Harvard Chan researchers win $100 million MacArthur grant for infectious disease surveillance system
In November, the John D. and Catherine T. MacArthur Foundation awarded its $100 million “100&Change” grant to the Sentinel project, an infectious disease surveillance system designed to help communities identify outbreaks and prevent potential pandemics. Based in West Africa, Sentinel is a collaboration between the Broad Institute and the Institute of Genomics and Global Health in Nigeria, and works in close partnership with national public health agencies there and in Sierra Leone. Its co-founders and directors are also faculty at Harvard T.H. Chan School of Public Health: Pardis Sabeti, professor of immunology and infectious diseases, and Christian Happi, adjunct professor of immunology and infectious diseases.
Below, Sabeti and Happi share more about Sentinel, their plans for expanding the project, and why they’re determined to use their grant to uplift the global public health community.
Q: Tell us about Sentinel.
Sabeti: We’re a multidisciplinary team spanning genomics, data science, and public health in the U.S. and West Africa, working to help frontline health workers and public health leaders detect and contain epidemics. We build and offer tools and trainings around epidemiology, diagnostics, bioinformatics, genomic data, and more, with the goals of helping local communities sustain and advance their own health systems while contributing to a global early-warning network for infectious disease outbreaks.
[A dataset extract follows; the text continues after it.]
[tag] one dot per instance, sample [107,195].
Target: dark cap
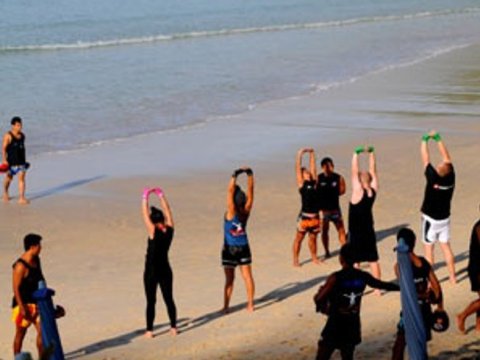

The idea is that when communities understand which diseases are circulating locally, they can then recognize unusual patterns early, respond quickly, and share that information, strengthening pandemic preparedness and prevention worldwide.
Happi: Our work is based in Nigeria and Sierra Leone, but our efforts have reached the entire continent. Since we founded Sentinel in 2020, we’ve reached 53 out of 54 African countries with training, technical support, and genomic sequencing. We partnered with Africa Centers for Disease Control and Prevention on continental efforts to respond to COVID-19 and mpox. And we worked with health care workers and officials in Rwanda to contain the 2024 Marburg virus disease outbreak within 66 days, with a case fatality rate of 20%—an unprecedented rate in the history of that disease. (All other recorded Marburg outbreaks have seen a case fatality rate between 40% and 90%.)
Q: How will the grant help you to expand Sentinel’s work? What are some of your plans?
Happi: In Nigeria, we’re expanding to additional hospitals and public health laboratories, working closely with the Nigeria Center for Disease Control and Prevention to integrate Sentinel’s tools, data systems, and training into the national public health system. In Sierra Leone, we will work to support a nationally integrated model for outbreak detection and response. And we’re planning to start working formally in new countries including Rwanda, the Democratic Republic of the Congo, and Senegal.
We’re also planning to broaden our approach to epidemic and pandemic response to incorporate a One Health framework, which recognizes that human, animal, plant, and environmental health are all linked and supports an integrated surveillance approach to zoonotic threats such as avian influenza.
Q: You were selected for the 100&Change grant out of nearly 900 applicants. How did you feel when you got the good news?
Happi: I was in shock. I couldn’t speak, could barely breathe. Sentinel has been given a unique opportunity to save more lives, save more costs for countries, further transform the public health field, and prove its impact in Africa and the rest of the world.
Sabeti: I was completely stunned and overwhelmed with gratitude—as well as an awesome sense of responsibility. The MacArthur Foundation made a bold move in supporting science and global health at a time when they are facing profound headwinds. So many people in our community, those working in global health and in infectious disease and outbreak response, are struggling and facing existential threats. I’m determined to make this money well spent not only for the work of Sentinel, but also for this community, to use this as an opportunity to lift all boats. I feel we have a big karmic debt to repay.